—Eh bien, voilà un exemple: Prianichnikow, n'est-ce pas, est un homme précieux, mais il a soixante ans... faudra-t-il donc qu'il subisse aussi des examens?

—Oui, c'est sans doute une difficulté, d'autant mieux que l'instruction est fort peu répandue, mais...» Kotchoubey n'acheva pas, et, prenant le prince André par le bras, il s'avança avec lui à la rencontre d'un homme de haute taille qui venait d'entrer dans le salon. Bien que son front énorme et chauve ne fût couvert que de quelques rares cheveux blonds, il ne paraissait âgé que de quarante ans. Sa figure allongée, ses mains larges et potelées se faisaient remarquer par cette blancheur mate de la peau, qui rappelle la pâleur maladive des soldats après un long séjour à l'hôpital. Il portait un frac bleu.

André le reconnut aussitôt et ressentit comme un choc à sa vue. Était-ce respect, envie, ou curiosité? Il ne pouvait s'en rendre compte. Spéransky offrait en effet un type original. Jamais André n'avait vu à personne un aussi grand calme et une aussi grande assurance, avec des mouvements aussi gauches et aussi nonchalants, un regard aussi doux et en même temps aussi énergique, que dans ces yeux à demi fermés et légèrement voilés, jamais enfin autant de fermeté dans un sourire banal! Tel était Spéransky, le secrétaire d'État, Spéransky, le bras droit de l'Empereur, qu'il avait accompagné à Erfurth, où plus d'une fois il avait eu l'honneur de causer avec Napoléon.
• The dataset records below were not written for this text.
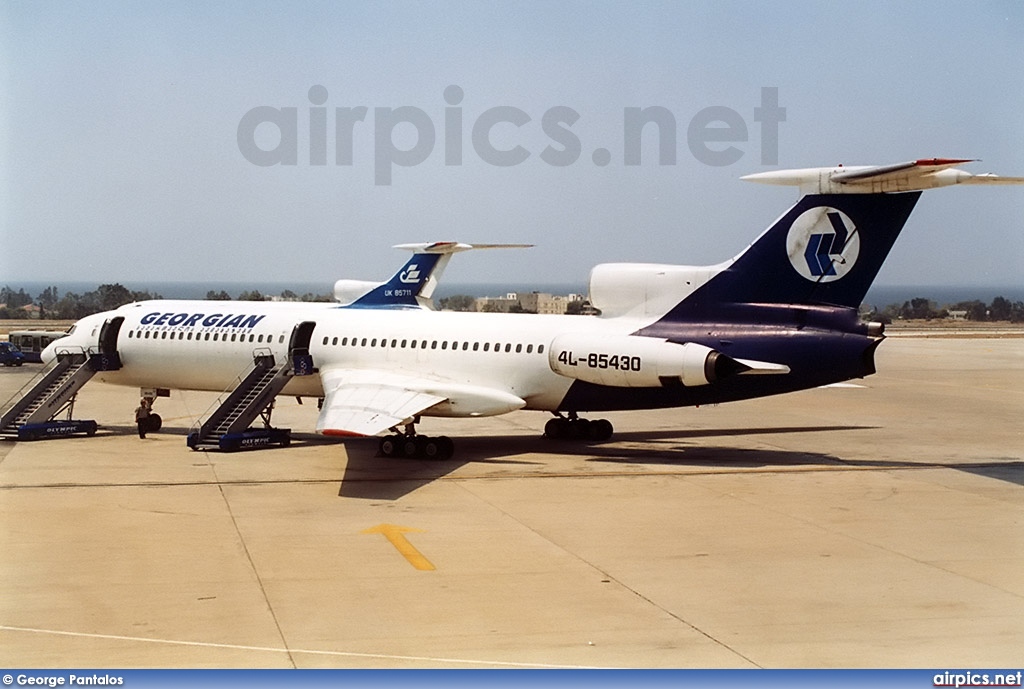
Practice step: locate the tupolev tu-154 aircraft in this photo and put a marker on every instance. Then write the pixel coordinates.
(781, 315)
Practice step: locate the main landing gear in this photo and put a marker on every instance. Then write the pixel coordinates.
(411, 445)
(574, 428)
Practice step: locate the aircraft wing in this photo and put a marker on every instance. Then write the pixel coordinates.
(366, 401)
(359, 401)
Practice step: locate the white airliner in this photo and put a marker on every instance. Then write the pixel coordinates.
(779, 316)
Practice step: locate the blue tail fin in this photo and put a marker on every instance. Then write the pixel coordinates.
(825, 250)
(404, 287)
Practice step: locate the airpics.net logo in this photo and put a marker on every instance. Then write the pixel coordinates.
(268, 136)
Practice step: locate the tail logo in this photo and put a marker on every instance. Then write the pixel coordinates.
(822, 244)
(411, 275)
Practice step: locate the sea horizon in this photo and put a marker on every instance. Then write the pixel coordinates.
(879, 296)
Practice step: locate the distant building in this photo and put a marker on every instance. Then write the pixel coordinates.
(535, 302)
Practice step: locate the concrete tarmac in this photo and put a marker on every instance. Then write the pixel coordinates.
(838, 527)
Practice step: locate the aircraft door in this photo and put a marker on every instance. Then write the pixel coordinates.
(109, 335)
(298, 348)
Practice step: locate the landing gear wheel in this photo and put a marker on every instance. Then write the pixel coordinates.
(560, 428)
(437, 448)
(556, 428)
(601, 429)
(580, 429)
(410, 446)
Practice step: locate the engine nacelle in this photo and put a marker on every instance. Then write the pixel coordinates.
(633, 361)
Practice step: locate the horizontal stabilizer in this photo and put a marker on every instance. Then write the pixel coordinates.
(910, 176)
(415, 283)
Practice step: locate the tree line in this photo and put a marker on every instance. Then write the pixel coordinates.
(1000, 309)
(72, 306)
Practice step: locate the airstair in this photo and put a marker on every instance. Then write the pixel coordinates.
(228, 427)
(32, 413)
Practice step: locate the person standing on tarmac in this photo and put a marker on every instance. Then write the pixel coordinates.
(142, 417)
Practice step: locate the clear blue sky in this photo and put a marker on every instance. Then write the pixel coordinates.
(120, 157)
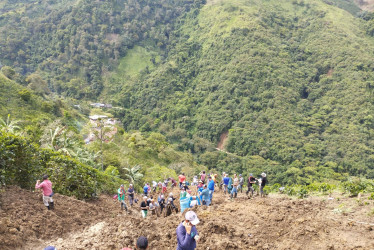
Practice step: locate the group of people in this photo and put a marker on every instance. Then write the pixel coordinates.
(204, 187)
(200, 191)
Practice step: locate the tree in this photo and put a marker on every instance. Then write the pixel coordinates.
(133, 174)
(9, 125)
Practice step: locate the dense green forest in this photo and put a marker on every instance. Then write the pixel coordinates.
(290, 82)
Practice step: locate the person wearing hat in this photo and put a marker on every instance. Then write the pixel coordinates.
(181, 178)
(144, 206)
(226, 181)
(187, 234)
(184, 186)
(130, 193)
(251, 180)
(241, 183)
(211, 187)
(121, 197)
(234, 191)
(46, 186)
(205, 197)
(146, 189)
(263, 183)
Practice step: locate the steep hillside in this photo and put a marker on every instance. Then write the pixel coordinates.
(277, 222)
(74, 42)
(291, 81)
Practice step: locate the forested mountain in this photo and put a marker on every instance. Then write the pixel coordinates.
(74, 42)
(290, 82)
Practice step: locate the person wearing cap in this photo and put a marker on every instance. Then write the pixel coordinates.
(234, 191)
(211, 188)
(161, 202)
(185, 187)
(171, 200)
(46, 186)
(187, 234)
(194, 181)
(202, 176)
(144, 206)
(182, 178)
(121, 197)
(226, 181)
(241, 183)
(263, 183)
(200, 184)
(251, 180)
(205, 197)
(194, 202)
(130, 193)
(146, 189)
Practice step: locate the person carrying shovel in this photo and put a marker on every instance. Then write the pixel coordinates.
(46, 186)
(121, 197)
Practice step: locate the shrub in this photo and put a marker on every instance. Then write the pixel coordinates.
(22, 163)
(354, 186)
(25, 94)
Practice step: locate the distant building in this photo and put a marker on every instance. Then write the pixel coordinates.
(101, 105)
(97, 117)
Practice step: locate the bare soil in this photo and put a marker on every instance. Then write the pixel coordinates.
(274, 222)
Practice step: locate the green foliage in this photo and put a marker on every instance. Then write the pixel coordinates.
(8, 72)
(262, 71)
(25, 94)
(354, 186)
(112, 170)
(23, 162)
(74, 42)
(371, 197)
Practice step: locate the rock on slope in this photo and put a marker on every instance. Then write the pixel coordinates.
(271, 223)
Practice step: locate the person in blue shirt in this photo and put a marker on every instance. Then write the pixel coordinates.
(146, 189)
(226, 181)
(205, 197)
(187, 234)
(211, 184)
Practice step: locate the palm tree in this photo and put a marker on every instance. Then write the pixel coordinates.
(133, 174)
(8, 125)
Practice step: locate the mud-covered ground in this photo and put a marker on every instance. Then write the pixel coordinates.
(275, 222)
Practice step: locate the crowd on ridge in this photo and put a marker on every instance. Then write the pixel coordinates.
(199, 192)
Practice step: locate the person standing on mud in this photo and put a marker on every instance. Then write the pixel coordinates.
(146, 189)
(241, 183)
(250, 182)
(121, 197)
(144, 207)
(263, 183)
(226, 181)
(205, 197)
(181, 178)
(202, 176)
(131, 193)
(46, 186)
(187, 234)
(211, 188)
(234, 191)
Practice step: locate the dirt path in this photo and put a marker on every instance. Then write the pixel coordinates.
(222, 141)
(276, 222)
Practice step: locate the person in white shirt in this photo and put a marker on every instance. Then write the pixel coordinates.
(194, 202)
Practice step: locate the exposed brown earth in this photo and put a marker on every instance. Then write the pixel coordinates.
(275, 222)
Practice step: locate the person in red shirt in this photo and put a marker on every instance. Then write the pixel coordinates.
(182, 178)
(46, 186)
(202, 176)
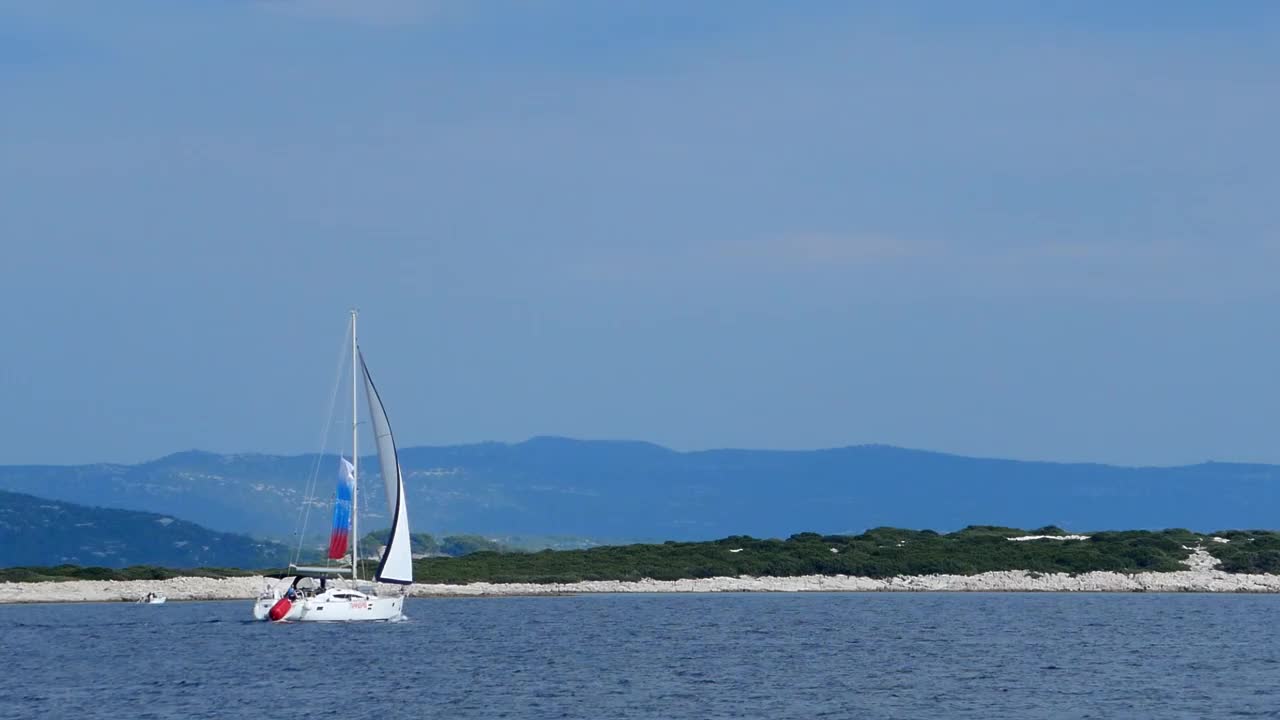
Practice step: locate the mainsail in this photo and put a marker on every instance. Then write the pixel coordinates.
(397, 563)
(341, 533)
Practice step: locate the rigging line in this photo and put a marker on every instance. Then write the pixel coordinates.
(305, 511)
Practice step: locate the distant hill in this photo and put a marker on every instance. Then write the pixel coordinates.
(640, 491)
(41, 532)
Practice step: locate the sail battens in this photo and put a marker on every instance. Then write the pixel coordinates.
(397, 561)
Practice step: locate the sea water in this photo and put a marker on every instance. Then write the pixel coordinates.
(659, 656)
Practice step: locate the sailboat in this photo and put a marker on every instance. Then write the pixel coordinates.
(306, 593)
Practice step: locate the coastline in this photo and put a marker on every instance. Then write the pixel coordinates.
(1201, 577)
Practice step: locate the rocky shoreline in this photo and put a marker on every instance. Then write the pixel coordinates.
(1201, 575)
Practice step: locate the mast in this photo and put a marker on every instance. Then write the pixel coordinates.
(355, 459)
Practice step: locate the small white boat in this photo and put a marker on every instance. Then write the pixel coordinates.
(306, 593)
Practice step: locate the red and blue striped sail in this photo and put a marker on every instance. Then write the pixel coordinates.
(341, 534)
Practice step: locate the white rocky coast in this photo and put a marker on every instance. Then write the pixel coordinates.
(1201, 575)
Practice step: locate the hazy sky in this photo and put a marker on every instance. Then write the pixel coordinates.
(1028, 229)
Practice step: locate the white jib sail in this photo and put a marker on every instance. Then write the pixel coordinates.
(397, 563)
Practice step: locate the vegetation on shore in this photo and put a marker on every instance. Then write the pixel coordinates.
(881, 552)
(131, 573)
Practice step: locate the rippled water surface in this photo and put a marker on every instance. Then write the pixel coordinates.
(773, 656)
Il promena son regard sur les personnes présentes, sans se hâter de parler. Assuré d'avance qu'on l'écouterait, sa voix, dont le timbre calme et mesuré avait agréablement frappé le prince André, ne s'élevait jamais au-dessus d'un certain diapason, et il ne regardait que celui auquel il s'adressait.

Le prince suivait chacun de ses gestes, chacune de ses paroles. Le connaissant de réputation, il s'attendait, comme il arrive souvent à ceux qui portent d'habitude un jugement prématuré sur leur prochain, à trouver en lui toutes les perfections humaines.

Spéransky s'excusa auprès de Kotchoubey de n'être pas venu plus tôt, mais il avait été retenu au palais. Il avait évité de dire: «retenu par l'Empereur», et le prince André prit note de cette affectation de modestie. Lorsque Kotchoubey le présenta à Spéransky, celui-ci tourna lentement les yeux sur lui, et le regarda en silence, sans cesser de sourire:

«Je suis charmé de faire votre connaissance, j'ai entendu beaucoup parler de vous.»

Kotchoubey lui fit en peu de mots le récit de la réception d'Araktchéïew.

Le sourire de Spéransky s'accentua davantage:

«M. Magnitsky, le président de la commission pour les règlements militaires, est mon ami, et je puis, si vous le désirez, vous aboucher avec lui.»